Schaaf, R. et al (2013). An intervention for sensory difficulties in children with autism: A randomized trial. Journal of Autism and Developmental Disabilities, published online at link.springer.com/.../fulltext.html
After this conversation on the OT Connections site, Susan Lin (who is the Director of Research at AOTA) sent out this Tweet:
Small but rigorous study finds sensory integration therapy improves daily function in children w/ autism. #OTResearch http://t.co/FdMqx7rtza
— Susan Lin (@SusanAOTA) December 17, 2013
I invited her to join the conversation on OT Connections to discuss the rigor of the study's methodology but she has not yet joined.
This is an important issue. The tweet states that this study finds that sensory integration improves daily function. Actually, the study finds that the sensory integration group did better on parent report of goal achievement but there was NOT any improvement on adaptive behavior as measured by a gold standard standardized test (the Vineland).
There is a big difference - and the truth gets lost in the soundbite of Twitter.
Two more things happened since that time, however.
First, the National Professional Development Center on Autism Spectrum Disorders located at University of North Carolina Chapel Hill released its update on evidence-based practices for children who have autism. This group screened 29,000 articles about autism and made recommendations about evidence based practices. In many ways this study replicated the National Autism Center's report.
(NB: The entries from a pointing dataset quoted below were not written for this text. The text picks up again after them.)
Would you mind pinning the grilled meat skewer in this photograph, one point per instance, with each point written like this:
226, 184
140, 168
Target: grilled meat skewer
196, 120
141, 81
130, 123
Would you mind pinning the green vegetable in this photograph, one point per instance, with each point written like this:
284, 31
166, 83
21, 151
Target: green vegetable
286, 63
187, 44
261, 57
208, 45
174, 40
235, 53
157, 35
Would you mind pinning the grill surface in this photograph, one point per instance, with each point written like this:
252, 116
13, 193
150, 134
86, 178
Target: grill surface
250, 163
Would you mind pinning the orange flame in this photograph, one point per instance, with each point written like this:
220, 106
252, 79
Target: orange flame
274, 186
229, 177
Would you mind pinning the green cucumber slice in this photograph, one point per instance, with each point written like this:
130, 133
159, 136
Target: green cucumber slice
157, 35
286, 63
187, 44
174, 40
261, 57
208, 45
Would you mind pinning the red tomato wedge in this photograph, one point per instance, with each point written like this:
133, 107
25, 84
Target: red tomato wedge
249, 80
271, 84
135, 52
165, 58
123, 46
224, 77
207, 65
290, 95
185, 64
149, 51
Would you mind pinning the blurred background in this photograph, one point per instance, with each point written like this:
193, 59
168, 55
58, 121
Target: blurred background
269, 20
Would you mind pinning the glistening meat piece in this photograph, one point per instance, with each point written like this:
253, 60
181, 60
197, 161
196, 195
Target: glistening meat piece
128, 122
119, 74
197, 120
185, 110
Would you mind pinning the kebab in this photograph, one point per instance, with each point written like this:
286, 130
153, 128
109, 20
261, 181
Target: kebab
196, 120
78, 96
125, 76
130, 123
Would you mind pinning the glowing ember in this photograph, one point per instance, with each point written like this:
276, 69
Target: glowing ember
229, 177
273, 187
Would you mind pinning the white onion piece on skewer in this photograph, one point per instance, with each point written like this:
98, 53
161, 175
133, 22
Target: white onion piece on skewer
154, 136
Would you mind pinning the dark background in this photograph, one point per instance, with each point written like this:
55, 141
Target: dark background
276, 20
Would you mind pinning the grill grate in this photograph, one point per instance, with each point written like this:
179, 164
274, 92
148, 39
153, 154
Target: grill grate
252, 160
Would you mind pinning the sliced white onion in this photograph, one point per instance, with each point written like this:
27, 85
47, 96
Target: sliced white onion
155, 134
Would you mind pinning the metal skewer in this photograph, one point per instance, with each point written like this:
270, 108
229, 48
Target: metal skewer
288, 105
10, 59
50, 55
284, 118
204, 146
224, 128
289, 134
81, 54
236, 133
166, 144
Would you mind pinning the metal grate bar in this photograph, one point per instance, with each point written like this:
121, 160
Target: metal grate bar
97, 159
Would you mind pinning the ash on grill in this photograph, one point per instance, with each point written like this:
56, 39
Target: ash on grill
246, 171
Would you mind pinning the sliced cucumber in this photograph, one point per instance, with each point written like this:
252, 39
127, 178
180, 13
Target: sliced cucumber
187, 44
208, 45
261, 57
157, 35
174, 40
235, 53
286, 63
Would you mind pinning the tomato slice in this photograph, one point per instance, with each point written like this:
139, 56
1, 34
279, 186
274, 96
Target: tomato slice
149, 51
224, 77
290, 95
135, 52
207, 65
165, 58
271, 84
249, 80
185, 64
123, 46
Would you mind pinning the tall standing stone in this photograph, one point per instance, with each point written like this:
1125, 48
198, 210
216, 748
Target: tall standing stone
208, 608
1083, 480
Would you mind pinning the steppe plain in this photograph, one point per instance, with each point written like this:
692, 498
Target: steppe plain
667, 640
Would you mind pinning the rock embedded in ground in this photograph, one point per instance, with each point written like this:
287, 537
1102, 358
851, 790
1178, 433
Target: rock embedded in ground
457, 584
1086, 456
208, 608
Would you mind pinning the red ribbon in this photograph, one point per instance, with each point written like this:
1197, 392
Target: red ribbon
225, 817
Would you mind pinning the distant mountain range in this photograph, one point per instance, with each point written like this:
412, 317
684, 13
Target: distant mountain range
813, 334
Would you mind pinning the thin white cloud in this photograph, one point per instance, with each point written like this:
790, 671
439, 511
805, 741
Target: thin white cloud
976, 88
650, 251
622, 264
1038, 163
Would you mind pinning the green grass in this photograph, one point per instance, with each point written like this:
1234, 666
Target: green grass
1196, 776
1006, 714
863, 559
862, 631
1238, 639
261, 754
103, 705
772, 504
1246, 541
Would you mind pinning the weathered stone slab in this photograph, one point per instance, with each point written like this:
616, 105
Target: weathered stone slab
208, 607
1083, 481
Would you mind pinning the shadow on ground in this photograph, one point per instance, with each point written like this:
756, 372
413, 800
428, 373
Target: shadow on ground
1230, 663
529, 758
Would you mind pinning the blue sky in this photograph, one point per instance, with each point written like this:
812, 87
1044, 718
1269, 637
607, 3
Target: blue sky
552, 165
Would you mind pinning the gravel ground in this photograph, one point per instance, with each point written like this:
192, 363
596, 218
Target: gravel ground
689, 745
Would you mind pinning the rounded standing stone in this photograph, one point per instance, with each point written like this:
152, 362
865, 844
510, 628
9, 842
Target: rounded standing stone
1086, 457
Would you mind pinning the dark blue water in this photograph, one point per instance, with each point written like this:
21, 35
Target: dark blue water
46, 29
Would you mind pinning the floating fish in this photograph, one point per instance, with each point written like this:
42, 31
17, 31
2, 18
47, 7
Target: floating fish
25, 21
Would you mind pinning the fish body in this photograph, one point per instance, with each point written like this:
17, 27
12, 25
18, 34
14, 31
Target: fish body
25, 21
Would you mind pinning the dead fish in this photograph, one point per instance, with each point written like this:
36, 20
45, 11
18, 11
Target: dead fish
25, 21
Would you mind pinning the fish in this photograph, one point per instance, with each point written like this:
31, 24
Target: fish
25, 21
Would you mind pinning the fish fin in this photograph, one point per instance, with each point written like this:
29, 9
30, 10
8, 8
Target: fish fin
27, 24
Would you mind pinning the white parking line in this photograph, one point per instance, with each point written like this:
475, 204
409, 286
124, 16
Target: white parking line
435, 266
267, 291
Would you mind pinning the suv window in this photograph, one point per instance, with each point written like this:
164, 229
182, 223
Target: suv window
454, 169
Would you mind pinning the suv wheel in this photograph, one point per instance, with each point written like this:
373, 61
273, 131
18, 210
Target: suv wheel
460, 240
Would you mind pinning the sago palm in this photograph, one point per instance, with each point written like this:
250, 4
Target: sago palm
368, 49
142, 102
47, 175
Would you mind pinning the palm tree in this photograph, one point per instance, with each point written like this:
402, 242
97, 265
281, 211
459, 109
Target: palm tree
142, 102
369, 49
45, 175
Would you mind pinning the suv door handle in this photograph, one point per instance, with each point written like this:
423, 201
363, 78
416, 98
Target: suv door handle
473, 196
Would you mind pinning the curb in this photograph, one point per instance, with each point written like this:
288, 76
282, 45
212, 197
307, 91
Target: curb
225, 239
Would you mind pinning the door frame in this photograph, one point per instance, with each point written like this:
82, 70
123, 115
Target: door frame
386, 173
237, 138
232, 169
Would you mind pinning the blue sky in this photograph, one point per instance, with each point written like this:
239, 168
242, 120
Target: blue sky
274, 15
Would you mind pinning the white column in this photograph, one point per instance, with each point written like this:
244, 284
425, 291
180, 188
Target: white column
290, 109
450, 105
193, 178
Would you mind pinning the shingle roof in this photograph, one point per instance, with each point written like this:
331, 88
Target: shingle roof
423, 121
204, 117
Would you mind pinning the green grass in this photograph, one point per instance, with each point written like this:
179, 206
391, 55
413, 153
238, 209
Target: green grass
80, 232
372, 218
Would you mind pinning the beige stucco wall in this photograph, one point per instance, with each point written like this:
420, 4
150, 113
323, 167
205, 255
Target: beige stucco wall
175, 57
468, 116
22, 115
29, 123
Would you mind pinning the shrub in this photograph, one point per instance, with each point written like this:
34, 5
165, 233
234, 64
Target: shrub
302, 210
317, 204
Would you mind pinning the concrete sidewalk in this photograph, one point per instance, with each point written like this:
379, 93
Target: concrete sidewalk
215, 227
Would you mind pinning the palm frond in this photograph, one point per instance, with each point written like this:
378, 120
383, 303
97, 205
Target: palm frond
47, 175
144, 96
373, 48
This new study also listed sensory integration approaches as having 'Insufficient Evidence.' I am sure that there can be criticisms about what articles they did and did not include, or that they ignored evidence, or that they did not address fidelity issues, or that it is a vast conspiracy, but at the absolute core of all this there has to be some admission that this is the second major national study of evidence based practices that states we still need better research on sensory integration.
We also have to remember that between these two national studies there was the American Academy of Pediatrics position paper that recommends a 'careful' approach to using sensory integration as a treatment model.
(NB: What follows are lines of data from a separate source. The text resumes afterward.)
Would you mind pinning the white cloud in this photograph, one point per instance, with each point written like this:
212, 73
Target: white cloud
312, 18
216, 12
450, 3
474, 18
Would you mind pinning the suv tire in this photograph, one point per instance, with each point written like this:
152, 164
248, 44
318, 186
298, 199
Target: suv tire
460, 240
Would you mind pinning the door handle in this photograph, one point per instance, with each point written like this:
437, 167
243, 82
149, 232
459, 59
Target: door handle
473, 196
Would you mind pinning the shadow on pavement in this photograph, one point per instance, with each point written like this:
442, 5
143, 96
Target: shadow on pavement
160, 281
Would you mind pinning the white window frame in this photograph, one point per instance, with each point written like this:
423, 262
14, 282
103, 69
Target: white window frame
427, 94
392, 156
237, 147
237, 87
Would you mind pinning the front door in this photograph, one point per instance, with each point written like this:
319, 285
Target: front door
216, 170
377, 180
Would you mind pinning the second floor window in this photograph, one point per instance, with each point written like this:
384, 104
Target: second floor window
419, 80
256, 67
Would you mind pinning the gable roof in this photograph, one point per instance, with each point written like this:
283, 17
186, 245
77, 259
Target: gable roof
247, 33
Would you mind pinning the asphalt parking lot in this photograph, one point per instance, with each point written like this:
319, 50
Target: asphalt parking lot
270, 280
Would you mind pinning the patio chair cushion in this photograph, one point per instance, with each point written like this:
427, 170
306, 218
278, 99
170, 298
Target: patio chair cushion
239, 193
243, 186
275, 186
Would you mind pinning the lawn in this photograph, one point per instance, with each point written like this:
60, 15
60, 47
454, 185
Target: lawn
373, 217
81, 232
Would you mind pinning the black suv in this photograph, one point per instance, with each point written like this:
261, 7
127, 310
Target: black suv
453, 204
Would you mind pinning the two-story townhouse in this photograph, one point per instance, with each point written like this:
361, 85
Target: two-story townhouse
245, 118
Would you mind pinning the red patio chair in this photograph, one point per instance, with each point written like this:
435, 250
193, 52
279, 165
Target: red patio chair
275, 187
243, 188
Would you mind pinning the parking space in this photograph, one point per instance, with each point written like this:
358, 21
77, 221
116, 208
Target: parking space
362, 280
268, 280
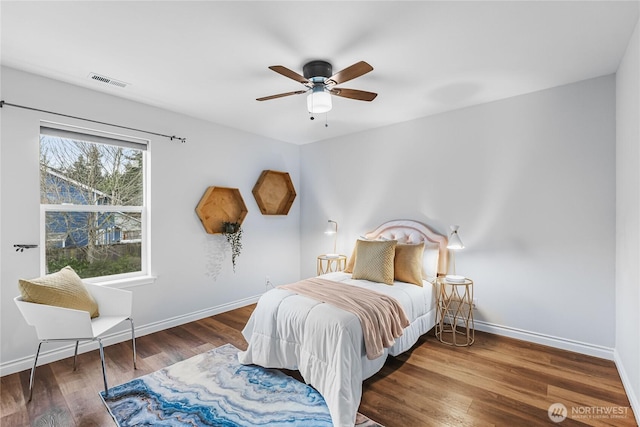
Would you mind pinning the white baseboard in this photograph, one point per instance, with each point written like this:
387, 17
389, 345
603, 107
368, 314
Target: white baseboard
548, 340
628, 387
59, 353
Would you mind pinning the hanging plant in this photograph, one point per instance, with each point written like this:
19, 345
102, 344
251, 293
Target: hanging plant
233, 232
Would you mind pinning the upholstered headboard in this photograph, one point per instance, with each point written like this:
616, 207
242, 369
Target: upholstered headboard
436, 254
But back to the present - and the article appearing in OT Practice that seems to be absolutely oblivious to the conversations occurring on AOTA's own website, oblivious to two national studies that state sensory integration has insufficient evidence, and oblivious to the recommendations from the American Academic of Pediatrics.
Not paying attention to the feedback from the outside world is DANGEROUS to the occupational therapy profession.
I believe that most people would agree that most people who have autism have sensory processing problems. It is right in the DSM-V criteria. However, there is disagreement about the best ways to treat those problems. Occupational therapists have a lot to contribute to the treatment team about these issues. However, when the professional association continues to focus on promoting a treatment approach that is not supported by the evidence it causes damage to our professional standing and the way that others view the legitimacy of occupational therapy.
We should not stop our research about sensory integration but we should hear the feedback and label this approach as 'experimental.' We should stop trying to push for reimbursement on experimental treatments until we have evidence that begins to satisfy the external community. By pushing for reimbursement before the external community is satisfied we jeopardize reimbursement for many other occupational therapy treatments.
The occupational therapy community needs to ask the question "what is it that is causing us to ignore the feedback of respected professional colleagues and what do we need to do to ensure our professional standing for the future."
If we believe that occupational therapy has "distinct value" then we will take the appropriate steps to make sure we are not alienating ourselves.